I spent today at the first official day of the Supernova 2007 conference, a conference organized by Wharton Professor Kevin Werbach.  One of the more interesting sessions that I attended featured folks from Technorati, Feedburner, Twitter, Adaptive Path, and Cisco discussing the changing forces in the advertising market.  A key theme emerged around the difficulty in marketing in an environment where consumers exist in a state of “continuous partial attention”.

Perhaps the greatest real time example of the phenomenon was the session room itself.  In a room of 40-50 people, 30 – or more - had laptops open, most actively typing.  Many of them were likely taking notes on the session or posting messages to the myriad of services that were to meant to capture “continuous” commentary (see the conference’s Jaiku channel if you want an example).  But many others (including those attempting to take notes) were likely answering email, instant messaging colleagues, and attending to unrelated tasks (I will count myself amongst the indicted here).  In a session during the previous day’s “unconference“, I watched in partial amazement as an attendee next to me listened to a conference call on a laptop-connected headset, answered IM, and in parallel listened to the session itself.  This individual, to his credit, actually managed to take off the headset and interject intelligent commentary into the flow of conversation.
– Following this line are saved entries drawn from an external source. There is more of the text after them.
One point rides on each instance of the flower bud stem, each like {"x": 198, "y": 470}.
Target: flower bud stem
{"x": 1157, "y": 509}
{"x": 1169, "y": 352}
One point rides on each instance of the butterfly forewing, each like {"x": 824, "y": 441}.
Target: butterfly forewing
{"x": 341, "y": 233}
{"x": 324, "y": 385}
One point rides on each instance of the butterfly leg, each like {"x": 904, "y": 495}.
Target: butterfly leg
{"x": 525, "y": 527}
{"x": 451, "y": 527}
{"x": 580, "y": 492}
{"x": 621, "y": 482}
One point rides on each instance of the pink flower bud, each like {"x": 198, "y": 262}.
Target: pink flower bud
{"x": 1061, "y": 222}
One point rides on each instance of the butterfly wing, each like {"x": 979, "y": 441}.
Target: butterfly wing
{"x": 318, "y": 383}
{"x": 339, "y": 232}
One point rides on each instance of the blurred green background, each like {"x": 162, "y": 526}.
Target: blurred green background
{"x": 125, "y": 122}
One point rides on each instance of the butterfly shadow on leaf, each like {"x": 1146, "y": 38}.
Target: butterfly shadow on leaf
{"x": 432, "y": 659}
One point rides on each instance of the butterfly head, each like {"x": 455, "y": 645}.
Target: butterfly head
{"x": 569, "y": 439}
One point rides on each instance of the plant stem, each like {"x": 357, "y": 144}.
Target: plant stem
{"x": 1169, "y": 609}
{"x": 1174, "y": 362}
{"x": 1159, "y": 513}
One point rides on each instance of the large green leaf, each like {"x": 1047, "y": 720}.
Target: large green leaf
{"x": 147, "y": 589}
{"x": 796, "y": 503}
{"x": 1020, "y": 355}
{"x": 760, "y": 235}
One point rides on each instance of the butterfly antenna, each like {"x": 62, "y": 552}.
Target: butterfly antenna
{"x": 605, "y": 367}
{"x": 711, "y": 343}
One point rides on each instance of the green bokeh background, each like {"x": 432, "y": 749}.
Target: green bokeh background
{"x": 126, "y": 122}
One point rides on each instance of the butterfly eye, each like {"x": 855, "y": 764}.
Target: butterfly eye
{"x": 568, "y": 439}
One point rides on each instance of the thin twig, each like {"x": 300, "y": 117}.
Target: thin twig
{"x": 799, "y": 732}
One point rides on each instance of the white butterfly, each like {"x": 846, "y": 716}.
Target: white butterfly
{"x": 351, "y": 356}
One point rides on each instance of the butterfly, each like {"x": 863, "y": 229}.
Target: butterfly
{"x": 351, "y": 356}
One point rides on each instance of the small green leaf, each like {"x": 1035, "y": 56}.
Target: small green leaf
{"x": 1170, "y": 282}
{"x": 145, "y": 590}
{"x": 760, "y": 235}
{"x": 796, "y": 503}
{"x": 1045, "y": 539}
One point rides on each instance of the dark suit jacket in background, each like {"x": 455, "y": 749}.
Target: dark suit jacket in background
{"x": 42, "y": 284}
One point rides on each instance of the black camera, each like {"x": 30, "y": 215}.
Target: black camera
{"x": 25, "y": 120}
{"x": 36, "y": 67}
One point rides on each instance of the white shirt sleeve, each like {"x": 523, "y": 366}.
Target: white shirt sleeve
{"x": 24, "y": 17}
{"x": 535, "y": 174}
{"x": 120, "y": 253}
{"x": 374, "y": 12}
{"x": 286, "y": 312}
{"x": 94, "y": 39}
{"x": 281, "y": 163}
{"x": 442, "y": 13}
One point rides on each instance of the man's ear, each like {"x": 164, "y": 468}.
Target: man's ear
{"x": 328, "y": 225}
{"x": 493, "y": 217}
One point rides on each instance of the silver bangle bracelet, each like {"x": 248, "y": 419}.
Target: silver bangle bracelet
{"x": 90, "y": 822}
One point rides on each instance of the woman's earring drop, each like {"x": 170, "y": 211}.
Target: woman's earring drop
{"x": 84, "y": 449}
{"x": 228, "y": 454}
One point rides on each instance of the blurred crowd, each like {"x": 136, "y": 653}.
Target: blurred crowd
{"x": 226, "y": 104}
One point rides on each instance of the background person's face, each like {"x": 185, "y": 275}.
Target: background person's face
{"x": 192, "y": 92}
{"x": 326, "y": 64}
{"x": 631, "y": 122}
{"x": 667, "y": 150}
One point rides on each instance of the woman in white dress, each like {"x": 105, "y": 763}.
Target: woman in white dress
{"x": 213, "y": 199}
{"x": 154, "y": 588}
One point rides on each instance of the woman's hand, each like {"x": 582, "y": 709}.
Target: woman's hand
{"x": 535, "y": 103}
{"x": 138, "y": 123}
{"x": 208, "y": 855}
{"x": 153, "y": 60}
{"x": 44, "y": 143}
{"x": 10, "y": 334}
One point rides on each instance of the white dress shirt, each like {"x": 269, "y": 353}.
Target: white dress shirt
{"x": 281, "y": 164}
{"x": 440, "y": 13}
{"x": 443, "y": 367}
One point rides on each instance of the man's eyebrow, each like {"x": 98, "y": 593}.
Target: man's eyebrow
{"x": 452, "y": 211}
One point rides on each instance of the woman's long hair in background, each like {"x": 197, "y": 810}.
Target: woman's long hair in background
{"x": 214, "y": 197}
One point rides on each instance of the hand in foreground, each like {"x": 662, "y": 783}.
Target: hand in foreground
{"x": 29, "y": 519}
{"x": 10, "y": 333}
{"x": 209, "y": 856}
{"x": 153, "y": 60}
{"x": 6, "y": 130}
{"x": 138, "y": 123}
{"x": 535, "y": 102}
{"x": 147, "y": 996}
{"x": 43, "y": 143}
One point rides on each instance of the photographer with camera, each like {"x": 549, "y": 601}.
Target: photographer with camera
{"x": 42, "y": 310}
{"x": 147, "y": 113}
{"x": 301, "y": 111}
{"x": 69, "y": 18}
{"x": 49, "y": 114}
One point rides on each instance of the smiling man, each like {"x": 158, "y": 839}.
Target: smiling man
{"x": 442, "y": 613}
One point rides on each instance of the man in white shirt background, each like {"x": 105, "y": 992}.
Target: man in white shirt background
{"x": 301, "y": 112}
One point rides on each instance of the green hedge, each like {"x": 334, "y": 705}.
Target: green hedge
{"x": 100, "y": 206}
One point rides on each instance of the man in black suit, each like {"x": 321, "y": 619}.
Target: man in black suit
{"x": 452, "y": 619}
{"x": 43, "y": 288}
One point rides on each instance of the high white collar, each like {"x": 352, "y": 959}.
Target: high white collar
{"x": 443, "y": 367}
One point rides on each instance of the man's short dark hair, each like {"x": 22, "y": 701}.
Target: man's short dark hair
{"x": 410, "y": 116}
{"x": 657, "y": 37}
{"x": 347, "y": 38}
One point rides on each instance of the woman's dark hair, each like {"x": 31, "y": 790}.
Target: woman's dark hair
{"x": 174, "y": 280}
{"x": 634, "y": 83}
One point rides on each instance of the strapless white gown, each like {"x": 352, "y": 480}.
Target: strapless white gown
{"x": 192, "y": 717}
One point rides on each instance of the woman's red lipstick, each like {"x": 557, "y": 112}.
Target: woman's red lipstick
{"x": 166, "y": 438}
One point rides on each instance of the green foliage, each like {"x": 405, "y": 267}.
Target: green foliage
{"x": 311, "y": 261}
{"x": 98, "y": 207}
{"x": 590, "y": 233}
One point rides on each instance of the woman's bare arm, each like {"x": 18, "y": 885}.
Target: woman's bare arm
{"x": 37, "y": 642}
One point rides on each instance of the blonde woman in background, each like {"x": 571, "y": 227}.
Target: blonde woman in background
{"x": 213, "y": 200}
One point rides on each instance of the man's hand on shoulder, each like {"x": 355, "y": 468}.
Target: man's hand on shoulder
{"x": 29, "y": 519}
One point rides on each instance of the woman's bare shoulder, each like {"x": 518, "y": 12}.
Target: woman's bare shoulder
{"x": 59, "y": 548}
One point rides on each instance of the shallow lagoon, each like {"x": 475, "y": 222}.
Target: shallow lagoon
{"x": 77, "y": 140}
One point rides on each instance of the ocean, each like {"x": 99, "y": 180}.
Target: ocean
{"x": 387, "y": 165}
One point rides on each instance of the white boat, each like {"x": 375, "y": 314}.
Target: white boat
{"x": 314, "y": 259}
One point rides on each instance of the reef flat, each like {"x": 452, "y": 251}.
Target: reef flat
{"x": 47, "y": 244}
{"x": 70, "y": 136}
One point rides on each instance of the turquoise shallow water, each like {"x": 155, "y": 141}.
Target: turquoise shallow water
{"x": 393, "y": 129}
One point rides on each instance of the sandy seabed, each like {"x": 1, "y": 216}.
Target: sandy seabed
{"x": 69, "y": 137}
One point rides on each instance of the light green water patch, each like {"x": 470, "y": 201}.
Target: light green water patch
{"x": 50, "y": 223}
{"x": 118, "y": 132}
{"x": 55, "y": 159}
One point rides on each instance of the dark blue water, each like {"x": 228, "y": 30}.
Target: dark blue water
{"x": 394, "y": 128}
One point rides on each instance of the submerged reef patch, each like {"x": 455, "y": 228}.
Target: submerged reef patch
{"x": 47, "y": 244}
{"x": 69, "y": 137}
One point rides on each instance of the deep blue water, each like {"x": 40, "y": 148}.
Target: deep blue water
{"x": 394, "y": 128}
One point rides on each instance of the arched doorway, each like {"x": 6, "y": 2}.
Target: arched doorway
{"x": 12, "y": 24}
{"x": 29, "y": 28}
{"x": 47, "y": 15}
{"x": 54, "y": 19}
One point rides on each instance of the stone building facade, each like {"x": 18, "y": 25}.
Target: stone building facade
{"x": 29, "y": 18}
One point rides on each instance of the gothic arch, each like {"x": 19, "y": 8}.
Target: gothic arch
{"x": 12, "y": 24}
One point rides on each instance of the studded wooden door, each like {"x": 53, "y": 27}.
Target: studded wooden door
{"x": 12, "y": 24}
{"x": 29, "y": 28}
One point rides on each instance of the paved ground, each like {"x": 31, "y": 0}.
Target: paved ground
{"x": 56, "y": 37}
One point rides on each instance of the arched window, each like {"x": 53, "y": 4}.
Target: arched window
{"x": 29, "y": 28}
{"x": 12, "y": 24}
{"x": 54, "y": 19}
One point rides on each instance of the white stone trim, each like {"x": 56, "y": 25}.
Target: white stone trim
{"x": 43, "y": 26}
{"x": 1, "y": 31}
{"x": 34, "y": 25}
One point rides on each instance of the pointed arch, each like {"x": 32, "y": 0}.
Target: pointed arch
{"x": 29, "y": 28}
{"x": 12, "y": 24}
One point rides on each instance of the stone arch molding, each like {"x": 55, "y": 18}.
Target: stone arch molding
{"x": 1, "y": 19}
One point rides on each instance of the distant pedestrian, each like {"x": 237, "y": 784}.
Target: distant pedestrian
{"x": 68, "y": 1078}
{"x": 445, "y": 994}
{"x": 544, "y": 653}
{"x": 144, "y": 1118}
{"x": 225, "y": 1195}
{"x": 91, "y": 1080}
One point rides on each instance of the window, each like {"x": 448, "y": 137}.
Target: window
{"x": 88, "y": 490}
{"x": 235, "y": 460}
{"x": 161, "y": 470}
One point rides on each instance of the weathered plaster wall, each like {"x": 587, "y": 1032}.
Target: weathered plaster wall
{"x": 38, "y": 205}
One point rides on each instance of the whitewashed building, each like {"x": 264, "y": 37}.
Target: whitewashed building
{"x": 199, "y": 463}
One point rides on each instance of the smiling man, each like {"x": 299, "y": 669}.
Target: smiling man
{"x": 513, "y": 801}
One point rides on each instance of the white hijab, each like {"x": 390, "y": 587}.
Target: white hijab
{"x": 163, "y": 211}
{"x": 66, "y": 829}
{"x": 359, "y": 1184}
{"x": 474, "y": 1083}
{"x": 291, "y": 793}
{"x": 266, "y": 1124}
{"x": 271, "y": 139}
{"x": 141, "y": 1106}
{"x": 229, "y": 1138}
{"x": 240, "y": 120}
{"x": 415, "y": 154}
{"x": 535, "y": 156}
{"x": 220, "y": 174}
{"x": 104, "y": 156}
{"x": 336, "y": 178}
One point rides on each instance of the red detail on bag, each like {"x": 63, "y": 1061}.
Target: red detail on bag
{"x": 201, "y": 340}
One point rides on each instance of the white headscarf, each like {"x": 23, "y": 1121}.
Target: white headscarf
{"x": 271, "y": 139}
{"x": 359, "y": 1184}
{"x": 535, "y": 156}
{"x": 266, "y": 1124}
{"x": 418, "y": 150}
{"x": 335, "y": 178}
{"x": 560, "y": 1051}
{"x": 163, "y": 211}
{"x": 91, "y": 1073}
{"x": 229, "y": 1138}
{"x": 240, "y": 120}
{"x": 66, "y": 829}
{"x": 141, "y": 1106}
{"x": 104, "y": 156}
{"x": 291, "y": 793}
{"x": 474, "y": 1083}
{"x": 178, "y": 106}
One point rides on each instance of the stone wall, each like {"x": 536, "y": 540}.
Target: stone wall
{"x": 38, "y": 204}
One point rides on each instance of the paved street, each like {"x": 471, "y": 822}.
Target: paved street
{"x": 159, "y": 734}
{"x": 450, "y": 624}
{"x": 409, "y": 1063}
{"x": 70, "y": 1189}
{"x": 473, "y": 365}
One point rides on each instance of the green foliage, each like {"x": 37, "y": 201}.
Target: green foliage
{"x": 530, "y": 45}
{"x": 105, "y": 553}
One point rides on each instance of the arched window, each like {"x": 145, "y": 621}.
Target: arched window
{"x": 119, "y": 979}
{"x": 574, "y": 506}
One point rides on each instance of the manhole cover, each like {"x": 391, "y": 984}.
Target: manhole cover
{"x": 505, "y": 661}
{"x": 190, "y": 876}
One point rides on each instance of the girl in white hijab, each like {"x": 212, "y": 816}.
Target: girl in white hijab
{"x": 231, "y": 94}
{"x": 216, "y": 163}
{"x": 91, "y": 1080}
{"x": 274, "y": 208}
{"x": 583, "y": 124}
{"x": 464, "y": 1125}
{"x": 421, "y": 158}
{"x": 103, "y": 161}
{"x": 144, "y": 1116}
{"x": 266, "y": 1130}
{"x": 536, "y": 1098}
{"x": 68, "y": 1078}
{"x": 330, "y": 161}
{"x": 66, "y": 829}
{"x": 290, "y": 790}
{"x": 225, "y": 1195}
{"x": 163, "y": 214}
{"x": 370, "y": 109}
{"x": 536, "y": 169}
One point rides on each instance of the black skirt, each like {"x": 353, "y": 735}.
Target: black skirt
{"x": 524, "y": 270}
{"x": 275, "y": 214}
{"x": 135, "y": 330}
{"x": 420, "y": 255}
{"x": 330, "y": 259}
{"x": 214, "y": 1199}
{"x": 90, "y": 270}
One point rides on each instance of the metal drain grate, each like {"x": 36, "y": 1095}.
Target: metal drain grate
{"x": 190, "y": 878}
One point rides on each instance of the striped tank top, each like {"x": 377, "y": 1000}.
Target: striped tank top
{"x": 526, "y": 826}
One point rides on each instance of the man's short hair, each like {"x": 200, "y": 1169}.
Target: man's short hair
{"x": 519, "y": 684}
This champion multi-tasker aside, this state of partial attention cannot be good.  Not only is it not good for advertisers, it can’t possibly be good for us as individuals to exist in a state of partial awareness.  It will ultimately leave us less engaged in the quality content standing right in front of us.  I am a fervent believer in the power of technology and new communications platforms (my career is built on it!), but I think that in a rapid push for collaboration and contribution we risk degrading the quality of any individual interaction.

Interestingly a conference meant to showcase next generation technologies left me scratching my head about some of the deeper human implications of their uses.  But, maybe I just didn’t get it? Maybe at tomorrow’s sessions I will just have to try to pay better attention.